Psych Outpatients Happy to Monitor Mood Via Smartphone Apps

Megan Brooks

May 03, 2014

NEW YORK ― Most psychiatry outpatients own smartphones and are open to using them to monitor their mental health, potentially offering clinicians the opportunity to track their patients' mood in real time, preliminary research suggests.

"Mood tracking is mostly done only at appointments and is less often done outside the clinic. When it is done, it is often still with paper and pencil," study presenter John Torous, MD, of Harvard University and Beth Israel Deaconness Medical Center in Boston, Massachusetts, told Medscape Medical News.

"This is both inconvenient and risks not being accurate if the user 'back fills in' data at a later time. A smartphone application is a much easier tool because it can remind you when to fill out a survey, administer the survey, and automatically time stamp the survey, and securely deliver or store it, all without carrying around anything extra," he added.

Dr. Torous and colleagues assessed smartphone use among patients attending 5 outpatient mental health clinics ― 2 in Massachusetts and 1 each in Louisiana, Wisconsin, and California.

Initial results of 100 patients at 1 site in Massachusetts revealed that 70% owned a smartphone and more than 50% were willing to download a mobile app to monitor their mental health.

"Unfortunately, we do not have data in from all the study sites, but our initial results suggest that psychiatry patients both own smartphones and are interested in using them to monitor their mental health," Dr. Torous said. The patients expressed more interest in using a mobile app than text messaging for mental health monitoring.

What prompted this research project? "Being repeatedly told that conducting studies of smartphone apps for psychiatric illnesses was unfeasible because these patients probably did not have smartphones or want to use their smartphones to monitor their mental health," said Dr. Torous.

"Looking at the staggering number of mental health–related apps already on the iTunes store and drawing on personal experience with patients, I felt otherwise, and this project was created to obtain the data to better understand the smartphone ownership and interest in use by patients with psychiatric illness," he added.

Rapidly Expanding Field

Commenting on the study for Medscape Medical News, Adam C. Powell, PhD, who was not involved in the study, said it "provides evidence suggesting that many patients receiving treatment for mental health issues may be willing and able to consider using mobile applications to augment their treatment.

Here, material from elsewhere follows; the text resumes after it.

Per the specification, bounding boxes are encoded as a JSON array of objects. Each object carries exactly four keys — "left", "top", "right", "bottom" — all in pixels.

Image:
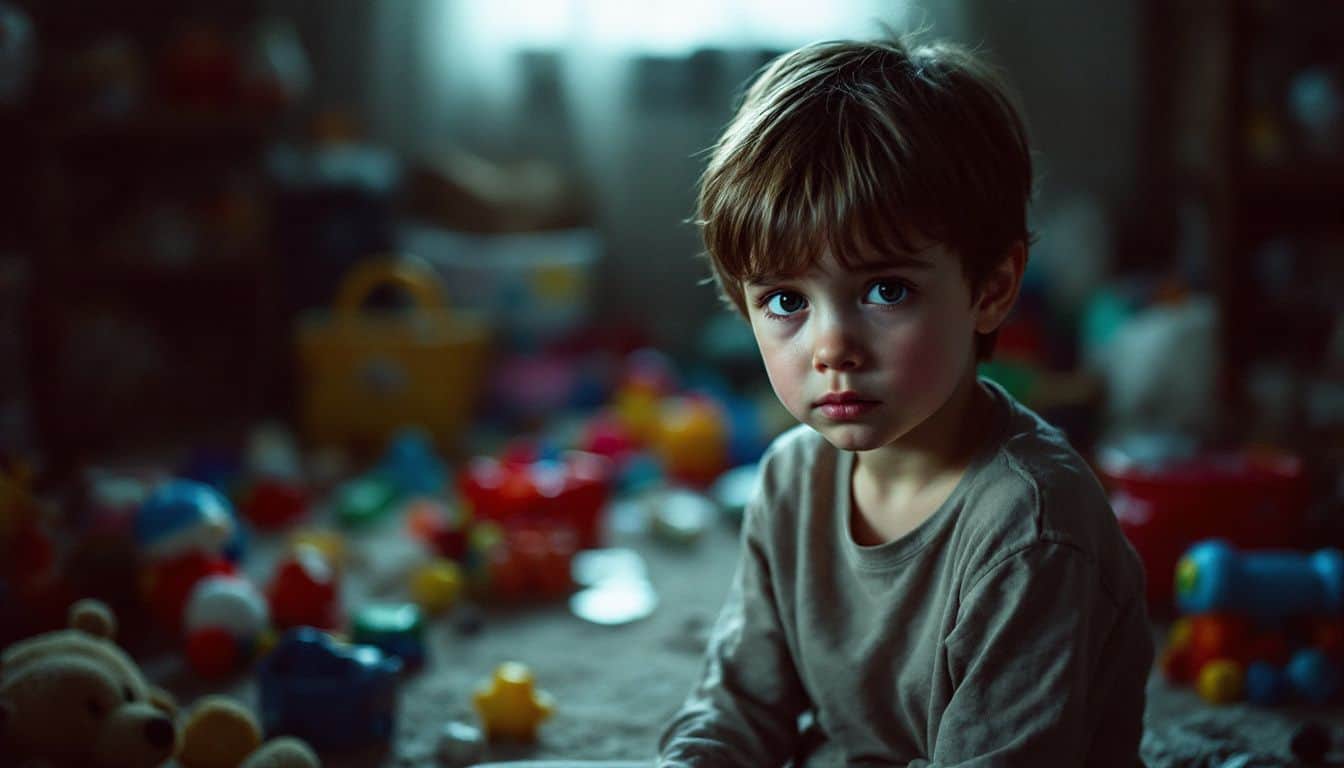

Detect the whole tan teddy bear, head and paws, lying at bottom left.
[{"left": 0, "top": 600, "right": 321, "bottom": 768}]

"That being said, the study does not provide any information about actual uptake or persistence of use," said Dr. Powell, president of Payer+Provider Syndicate, a Boston-based consulting firm specializing in operational challenges faced by health insurance companies and hospitals.

"For applications that perform longitudinal functions like mood tracking to be useful, they must be used on a regular basis. Experience has shown that many mobile applications are abandoned after a brief period of usage," Dr. Powell added.

Dr. Torous noted that most of the apps currently available to track mood have never been studied or tested in clinical studies with patients. His team has created an app called "Mindful Moods" and is in the process of conducting a small study using the app in patients suffering from depression to determine how results of daily mood tracking on a smartphone compare with standard assessments.

"The whole field of smartphone app research seems to be rapidly expanding, and there is a push to build a greater evidence base around this," Dr. Torous said.

Dr. Powell said several things need to happen for clinicians and patients to embrace mental health mobile applications.

"People will need to be assured that the information is stored securely, that it is easy for clinicians and patients to access and process, and that the mobile applications are designed in a way that encourages continued use," he explained.

Dr. Powell is coauthor of an article on mobile health apps that was published March 24 in JAMA.

The researchers have disclosed no relevant financial relationships. Dr. Powell has received personal fees from mHealthCoach and Verbal Applications, companies that offer app-based solutions for care coordination and patient-clinician communication.

American Psychiatric Association's 2014 Annual Meeting. Abstract NR1-53. Presented May 3, 2014.